Club officials, who’d boasted he “played like a Raven” when drafted, had written Elam out of their 2017 plans even before his arrest in February in Miami on charges of drug possession and reckless driving. His final numbers with the Ravens: 131 tackles and one interception in 41 games.
Elvis Grbac, Ravens, 2001-02
Having won the Super Bowl to end the 2000 season, the Ravens became the first champions to ditch their quarterback and greet a new one. So long, Trent Dilfer. Elvis is in the building.
“We really feel like we have an athlete that … has all the physical, mental and emotional tools to take over a Super Bowl-champion team,” Billick said of Grbac, a free agent with gaudy numbers. “That is not a position for the faint of heart.”

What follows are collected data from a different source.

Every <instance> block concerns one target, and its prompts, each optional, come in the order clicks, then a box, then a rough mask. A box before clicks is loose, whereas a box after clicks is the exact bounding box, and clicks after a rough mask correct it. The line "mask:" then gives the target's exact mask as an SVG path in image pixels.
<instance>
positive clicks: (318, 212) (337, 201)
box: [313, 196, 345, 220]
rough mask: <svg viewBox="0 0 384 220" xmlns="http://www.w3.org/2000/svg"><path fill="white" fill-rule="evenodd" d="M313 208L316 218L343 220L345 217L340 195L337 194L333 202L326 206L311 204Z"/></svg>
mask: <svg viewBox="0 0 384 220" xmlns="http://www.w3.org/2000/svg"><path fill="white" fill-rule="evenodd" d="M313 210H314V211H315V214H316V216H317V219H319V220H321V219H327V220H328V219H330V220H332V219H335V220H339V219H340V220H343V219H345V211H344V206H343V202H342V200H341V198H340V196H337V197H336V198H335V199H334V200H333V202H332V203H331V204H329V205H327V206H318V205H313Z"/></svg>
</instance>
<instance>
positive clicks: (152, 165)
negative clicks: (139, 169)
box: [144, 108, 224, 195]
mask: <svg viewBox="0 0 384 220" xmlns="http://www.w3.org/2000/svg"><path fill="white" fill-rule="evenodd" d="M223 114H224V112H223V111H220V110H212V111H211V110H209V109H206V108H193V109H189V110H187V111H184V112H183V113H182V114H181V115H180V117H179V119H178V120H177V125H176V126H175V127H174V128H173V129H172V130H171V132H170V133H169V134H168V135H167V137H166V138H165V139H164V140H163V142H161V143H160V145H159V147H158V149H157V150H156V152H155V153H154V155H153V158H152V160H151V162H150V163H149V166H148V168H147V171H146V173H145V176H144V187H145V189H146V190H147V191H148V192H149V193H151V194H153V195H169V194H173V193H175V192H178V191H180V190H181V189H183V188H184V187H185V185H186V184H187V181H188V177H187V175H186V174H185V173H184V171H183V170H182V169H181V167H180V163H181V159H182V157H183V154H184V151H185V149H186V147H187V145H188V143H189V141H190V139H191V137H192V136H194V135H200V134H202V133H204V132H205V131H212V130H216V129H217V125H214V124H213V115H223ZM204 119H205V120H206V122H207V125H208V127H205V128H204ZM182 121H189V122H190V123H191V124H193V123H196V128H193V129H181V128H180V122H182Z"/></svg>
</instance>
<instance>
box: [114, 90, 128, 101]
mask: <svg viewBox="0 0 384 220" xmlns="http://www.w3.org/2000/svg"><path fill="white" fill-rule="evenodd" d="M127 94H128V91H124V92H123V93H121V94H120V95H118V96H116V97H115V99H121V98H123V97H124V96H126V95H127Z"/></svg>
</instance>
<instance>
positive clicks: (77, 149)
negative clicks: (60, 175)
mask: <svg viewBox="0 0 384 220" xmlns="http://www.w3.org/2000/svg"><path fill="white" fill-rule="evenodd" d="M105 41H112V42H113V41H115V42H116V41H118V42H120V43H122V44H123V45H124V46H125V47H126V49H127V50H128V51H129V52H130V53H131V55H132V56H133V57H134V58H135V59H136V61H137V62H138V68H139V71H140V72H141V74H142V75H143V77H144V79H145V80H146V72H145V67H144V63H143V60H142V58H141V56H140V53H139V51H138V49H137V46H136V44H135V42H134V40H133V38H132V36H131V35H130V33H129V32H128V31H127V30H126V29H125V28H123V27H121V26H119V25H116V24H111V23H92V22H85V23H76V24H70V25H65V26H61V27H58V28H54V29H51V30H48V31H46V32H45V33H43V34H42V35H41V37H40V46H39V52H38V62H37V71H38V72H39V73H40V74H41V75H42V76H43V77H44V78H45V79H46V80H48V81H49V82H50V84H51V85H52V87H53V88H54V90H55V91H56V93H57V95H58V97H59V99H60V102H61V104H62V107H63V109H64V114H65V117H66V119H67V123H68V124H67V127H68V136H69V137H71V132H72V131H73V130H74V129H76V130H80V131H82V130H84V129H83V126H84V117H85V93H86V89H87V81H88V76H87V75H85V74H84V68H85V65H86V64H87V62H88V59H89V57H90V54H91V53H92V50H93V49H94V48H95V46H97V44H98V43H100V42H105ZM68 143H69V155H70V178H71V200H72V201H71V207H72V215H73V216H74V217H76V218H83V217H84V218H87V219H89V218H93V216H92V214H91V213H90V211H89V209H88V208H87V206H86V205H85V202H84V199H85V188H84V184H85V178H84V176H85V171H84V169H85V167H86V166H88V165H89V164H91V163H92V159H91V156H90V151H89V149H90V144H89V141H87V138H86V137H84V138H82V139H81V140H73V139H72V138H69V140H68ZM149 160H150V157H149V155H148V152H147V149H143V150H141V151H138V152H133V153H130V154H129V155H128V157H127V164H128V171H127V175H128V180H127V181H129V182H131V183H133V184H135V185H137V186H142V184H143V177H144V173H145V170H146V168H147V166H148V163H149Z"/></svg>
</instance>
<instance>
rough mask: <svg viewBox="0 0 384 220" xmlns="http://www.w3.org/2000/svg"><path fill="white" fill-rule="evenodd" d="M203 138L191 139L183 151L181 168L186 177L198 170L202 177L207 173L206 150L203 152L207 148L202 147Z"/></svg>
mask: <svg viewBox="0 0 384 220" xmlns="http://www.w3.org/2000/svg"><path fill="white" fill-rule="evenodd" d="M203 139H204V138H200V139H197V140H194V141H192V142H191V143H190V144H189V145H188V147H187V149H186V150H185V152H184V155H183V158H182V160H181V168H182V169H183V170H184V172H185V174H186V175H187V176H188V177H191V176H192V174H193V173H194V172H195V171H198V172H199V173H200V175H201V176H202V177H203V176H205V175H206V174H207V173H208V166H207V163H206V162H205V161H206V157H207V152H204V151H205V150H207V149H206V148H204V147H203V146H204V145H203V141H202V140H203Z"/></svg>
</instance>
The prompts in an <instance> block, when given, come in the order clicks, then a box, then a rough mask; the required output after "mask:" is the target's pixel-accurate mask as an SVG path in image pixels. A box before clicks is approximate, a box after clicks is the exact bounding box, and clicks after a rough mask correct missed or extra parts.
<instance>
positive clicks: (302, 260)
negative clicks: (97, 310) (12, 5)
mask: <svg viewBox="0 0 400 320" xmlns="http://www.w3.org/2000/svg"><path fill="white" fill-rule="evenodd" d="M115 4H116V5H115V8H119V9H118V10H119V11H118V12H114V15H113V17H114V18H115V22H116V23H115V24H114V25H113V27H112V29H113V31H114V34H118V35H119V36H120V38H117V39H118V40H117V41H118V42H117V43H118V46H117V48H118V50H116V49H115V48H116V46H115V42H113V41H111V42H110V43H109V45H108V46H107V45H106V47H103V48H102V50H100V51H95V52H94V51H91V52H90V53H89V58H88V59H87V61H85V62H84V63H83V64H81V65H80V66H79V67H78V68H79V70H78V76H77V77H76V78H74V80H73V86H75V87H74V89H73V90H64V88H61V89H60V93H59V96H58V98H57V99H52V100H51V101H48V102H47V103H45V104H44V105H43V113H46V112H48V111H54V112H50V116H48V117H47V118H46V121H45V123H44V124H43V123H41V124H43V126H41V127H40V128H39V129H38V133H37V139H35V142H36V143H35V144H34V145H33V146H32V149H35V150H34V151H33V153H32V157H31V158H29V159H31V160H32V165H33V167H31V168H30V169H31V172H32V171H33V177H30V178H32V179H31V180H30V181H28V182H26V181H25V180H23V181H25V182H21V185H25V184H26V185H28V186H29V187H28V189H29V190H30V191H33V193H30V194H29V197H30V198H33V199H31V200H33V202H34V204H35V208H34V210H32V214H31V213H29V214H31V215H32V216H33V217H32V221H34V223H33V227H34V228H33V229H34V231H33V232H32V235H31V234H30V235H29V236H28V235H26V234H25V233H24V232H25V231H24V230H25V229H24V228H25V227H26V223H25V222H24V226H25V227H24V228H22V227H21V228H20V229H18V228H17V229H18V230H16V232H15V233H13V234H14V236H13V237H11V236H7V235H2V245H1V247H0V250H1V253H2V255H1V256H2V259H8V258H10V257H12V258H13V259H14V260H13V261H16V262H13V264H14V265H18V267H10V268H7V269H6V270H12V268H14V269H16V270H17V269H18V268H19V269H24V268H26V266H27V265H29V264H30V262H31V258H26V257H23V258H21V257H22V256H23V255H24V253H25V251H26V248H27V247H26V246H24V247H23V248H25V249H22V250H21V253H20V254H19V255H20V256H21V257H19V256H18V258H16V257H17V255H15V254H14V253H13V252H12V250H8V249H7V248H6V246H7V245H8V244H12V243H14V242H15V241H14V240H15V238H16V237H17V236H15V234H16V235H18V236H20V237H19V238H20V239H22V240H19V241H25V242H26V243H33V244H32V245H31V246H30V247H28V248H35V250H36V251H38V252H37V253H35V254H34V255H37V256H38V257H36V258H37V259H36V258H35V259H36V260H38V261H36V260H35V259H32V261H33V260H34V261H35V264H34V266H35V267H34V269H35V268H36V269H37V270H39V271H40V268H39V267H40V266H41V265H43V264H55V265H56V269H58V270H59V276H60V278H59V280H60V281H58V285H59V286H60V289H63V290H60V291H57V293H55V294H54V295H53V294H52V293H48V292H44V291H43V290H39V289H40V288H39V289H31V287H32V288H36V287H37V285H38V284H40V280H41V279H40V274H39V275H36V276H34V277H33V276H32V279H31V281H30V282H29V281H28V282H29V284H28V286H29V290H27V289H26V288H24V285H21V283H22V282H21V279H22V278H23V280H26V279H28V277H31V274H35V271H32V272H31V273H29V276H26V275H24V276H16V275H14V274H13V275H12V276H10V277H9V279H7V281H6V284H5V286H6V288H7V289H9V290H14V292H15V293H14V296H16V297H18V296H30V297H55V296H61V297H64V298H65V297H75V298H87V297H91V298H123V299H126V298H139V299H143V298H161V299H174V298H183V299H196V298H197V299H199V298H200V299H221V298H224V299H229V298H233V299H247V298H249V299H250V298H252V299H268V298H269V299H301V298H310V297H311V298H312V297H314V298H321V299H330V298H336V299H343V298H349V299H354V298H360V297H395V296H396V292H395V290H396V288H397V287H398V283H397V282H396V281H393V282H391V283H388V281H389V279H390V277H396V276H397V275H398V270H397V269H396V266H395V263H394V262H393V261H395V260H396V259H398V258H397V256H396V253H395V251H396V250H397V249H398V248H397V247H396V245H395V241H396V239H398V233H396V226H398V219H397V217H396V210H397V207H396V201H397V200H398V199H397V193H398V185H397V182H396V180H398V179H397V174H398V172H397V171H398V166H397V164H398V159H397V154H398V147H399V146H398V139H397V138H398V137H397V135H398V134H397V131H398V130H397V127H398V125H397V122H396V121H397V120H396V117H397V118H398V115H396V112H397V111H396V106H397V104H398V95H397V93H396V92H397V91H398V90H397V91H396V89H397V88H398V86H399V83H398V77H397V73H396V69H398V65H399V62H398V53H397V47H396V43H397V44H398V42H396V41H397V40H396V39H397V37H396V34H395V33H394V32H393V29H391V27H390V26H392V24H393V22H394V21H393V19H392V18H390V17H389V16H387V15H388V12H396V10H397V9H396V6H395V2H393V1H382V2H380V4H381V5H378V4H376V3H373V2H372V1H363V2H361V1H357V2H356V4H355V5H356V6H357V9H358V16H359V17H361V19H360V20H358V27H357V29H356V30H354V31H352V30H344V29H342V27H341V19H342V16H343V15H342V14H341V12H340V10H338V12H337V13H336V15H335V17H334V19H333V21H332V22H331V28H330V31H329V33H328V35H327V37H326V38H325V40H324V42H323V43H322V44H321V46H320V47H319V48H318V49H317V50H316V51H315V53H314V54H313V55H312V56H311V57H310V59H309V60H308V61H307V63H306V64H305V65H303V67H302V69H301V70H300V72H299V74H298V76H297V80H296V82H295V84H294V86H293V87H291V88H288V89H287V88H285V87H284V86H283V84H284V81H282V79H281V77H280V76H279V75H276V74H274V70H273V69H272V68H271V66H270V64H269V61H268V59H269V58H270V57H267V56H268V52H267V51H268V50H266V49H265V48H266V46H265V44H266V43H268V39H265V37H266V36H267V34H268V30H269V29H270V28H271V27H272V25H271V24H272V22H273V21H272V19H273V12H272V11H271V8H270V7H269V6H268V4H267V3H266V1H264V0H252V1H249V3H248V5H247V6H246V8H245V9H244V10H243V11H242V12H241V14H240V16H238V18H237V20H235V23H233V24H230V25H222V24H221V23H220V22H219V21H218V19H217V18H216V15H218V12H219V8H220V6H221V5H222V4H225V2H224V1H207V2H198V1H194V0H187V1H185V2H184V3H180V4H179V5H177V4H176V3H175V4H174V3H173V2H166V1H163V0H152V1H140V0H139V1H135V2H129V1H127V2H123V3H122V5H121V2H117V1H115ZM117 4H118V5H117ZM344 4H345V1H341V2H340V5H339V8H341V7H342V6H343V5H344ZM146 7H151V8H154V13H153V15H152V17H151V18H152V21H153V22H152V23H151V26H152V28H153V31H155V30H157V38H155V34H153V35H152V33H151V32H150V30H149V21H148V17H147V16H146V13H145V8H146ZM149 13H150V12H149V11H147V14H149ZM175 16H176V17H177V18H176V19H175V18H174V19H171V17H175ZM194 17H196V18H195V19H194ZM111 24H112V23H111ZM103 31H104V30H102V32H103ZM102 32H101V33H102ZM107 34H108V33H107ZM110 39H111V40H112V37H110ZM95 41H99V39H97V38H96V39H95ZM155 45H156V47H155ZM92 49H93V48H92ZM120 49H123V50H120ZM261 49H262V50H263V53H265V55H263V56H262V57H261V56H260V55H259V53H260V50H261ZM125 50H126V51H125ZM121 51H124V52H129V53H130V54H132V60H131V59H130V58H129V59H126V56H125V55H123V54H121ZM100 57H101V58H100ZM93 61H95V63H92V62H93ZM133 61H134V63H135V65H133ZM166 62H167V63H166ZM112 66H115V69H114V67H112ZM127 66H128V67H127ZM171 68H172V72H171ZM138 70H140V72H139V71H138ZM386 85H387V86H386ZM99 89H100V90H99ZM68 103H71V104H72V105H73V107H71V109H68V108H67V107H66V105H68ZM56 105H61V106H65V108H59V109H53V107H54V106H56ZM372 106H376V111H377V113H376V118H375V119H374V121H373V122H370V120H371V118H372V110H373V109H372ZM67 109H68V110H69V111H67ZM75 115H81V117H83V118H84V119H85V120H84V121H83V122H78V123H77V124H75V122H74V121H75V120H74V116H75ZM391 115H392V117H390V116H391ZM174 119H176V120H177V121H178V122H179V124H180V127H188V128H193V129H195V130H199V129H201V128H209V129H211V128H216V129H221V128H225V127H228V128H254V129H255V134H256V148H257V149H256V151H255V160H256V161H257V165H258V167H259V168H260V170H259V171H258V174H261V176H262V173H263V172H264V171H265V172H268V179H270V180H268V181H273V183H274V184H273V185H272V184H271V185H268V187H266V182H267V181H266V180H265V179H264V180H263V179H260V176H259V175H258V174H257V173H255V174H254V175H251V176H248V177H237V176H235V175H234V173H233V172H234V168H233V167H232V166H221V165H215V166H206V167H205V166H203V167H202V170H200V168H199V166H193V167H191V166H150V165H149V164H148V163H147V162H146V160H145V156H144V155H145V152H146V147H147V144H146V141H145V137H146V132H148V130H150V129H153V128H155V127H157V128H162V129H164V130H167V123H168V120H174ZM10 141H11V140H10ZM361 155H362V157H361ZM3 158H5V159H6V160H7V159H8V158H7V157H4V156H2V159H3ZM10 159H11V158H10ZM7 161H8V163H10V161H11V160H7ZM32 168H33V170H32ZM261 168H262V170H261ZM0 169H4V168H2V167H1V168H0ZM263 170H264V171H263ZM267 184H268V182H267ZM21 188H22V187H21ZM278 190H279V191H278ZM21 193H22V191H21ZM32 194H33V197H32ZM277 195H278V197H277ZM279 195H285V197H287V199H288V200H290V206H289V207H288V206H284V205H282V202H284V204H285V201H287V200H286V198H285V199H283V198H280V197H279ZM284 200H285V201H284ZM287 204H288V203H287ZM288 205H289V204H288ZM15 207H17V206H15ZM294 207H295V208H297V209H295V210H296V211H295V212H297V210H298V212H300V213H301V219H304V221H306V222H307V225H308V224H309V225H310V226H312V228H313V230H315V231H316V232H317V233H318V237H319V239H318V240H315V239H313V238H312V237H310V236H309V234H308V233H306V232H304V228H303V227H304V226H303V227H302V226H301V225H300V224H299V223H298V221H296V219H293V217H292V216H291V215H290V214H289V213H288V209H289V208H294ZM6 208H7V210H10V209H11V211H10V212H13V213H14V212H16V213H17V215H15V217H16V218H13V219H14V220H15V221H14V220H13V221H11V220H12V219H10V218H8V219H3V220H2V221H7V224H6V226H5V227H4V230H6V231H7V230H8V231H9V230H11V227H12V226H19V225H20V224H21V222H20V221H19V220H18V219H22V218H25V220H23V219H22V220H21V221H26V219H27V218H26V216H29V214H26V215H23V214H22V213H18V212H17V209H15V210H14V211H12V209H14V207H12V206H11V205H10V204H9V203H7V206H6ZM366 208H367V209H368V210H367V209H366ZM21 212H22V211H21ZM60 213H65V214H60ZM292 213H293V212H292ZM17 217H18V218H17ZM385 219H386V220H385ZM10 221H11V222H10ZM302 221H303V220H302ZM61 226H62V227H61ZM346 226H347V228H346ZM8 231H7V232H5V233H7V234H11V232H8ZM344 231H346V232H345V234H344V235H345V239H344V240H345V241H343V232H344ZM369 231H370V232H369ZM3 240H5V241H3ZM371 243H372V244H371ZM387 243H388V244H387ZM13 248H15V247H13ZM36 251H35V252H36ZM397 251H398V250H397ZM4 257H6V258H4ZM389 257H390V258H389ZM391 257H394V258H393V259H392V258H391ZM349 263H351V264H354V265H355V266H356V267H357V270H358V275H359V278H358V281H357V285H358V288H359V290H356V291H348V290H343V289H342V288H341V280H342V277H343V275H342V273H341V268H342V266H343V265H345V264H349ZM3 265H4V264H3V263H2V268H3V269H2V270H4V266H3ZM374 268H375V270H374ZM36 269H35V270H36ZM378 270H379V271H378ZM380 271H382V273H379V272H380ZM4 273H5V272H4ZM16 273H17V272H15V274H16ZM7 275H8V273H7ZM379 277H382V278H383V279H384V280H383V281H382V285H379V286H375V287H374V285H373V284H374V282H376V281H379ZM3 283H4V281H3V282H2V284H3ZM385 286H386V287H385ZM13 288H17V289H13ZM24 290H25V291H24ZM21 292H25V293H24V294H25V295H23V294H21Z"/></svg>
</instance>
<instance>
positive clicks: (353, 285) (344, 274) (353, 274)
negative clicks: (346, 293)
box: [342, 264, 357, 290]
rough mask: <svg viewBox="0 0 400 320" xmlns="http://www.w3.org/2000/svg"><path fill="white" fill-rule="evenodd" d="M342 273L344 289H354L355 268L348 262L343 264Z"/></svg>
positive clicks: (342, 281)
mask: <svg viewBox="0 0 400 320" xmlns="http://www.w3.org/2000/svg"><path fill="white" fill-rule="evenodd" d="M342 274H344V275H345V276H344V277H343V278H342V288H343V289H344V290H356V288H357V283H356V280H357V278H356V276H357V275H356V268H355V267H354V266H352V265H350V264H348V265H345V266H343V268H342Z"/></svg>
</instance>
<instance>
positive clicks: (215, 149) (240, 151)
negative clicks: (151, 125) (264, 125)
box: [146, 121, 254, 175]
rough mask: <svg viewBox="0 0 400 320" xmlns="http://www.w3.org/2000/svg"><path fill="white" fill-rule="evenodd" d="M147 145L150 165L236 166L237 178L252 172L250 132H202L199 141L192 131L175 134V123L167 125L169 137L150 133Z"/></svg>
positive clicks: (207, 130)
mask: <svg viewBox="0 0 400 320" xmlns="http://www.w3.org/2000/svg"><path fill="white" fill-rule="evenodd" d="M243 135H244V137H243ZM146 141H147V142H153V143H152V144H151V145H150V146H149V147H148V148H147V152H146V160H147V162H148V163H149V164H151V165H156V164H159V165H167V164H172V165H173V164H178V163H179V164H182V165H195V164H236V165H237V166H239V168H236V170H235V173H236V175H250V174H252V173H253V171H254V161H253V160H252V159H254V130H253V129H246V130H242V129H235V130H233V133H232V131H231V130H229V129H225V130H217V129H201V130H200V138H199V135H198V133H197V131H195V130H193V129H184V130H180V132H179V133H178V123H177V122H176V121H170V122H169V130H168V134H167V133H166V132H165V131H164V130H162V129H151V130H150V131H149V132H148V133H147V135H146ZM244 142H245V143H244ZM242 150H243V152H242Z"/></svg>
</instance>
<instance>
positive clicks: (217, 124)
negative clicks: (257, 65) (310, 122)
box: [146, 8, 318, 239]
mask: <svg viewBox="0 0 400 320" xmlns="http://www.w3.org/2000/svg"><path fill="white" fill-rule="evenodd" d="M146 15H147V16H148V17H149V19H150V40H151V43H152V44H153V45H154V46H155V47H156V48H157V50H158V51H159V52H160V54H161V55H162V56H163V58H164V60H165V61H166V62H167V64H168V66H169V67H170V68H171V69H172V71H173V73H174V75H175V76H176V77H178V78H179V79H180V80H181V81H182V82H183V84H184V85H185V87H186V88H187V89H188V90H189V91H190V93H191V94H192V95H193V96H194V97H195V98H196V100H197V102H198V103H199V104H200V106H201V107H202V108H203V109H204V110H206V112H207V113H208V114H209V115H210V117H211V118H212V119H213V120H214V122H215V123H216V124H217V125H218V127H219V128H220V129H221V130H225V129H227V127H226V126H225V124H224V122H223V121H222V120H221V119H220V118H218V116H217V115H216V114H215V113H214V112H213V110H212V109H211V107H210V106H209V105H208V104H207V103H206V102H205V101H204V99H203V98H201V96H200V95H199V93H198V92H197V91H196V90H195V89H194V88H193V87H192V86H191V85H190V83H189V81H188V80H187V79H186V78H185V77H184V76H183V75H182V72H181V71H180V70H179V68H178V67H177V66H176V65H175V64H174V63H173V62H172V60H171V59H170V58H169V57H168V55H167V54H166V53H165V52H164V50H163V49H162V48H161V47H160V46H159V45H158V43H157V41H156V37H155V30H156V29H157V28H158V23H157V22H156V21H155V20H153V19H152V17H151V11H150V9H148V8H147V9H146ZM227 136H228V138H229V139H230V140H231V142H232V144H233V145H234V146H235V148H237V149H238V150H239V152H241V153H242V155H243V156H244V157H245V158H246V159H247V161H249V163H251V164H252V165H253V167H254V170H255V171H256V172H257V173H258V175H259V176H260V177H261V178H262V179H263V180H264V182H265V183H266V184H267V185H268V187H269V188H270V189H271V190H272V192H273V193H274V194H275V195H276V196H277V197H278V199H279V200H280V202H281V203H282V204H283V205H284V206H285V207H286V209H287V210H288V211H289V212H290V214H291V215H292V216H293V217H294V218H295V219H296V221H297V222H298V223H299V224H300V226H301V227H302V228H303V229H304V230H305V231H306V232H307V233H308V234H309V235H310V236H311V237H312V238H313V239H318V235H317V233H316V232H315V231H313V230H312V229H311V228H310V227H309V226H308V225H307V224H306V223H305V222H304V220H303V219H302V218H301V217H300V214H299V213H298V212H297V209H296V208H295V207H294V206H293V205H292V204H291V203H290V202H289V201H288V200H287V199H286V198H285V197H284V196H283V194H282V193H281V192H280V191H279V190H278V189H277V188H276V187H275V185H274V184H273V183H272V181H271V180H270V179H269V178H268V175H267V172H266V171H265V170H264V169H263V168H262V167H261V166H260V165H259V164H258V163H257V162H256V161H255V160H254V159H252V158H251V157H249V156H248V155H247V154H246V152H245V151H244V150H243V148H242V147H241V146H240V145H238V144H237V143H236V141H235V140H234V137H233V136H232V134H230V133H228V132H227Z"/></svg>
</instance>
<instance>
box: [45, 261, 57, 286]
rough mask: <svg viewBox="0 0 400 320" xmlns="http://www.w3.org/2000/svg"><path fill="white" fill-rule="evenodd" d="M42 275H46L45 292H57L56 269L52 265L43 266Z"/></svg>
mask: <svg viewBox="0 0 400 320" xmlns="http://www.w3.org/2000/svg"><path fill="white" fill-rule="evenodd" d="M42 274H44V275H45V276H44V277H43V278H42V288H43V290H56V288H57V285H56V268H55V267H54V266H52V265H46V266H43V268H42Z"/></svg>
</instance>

What Baltimore got was a $30 million quarterback prone to bawling on the sidelines. Though he passed for more than 3,000 yards and led the Ravens to one playoff victory, Grbac caved at crucial times, made 26 turnovers and, unlike Dilfer, never garnered the respect of his teammates.
Jeered often, Grbac threw three interceptions in a playoff loss to the Pittsburgh Steelers and finished the season with a quarterback rating worse than that of his predecessor. Released when he refused to take a pay cut, Grbac retired abruptly at age 31.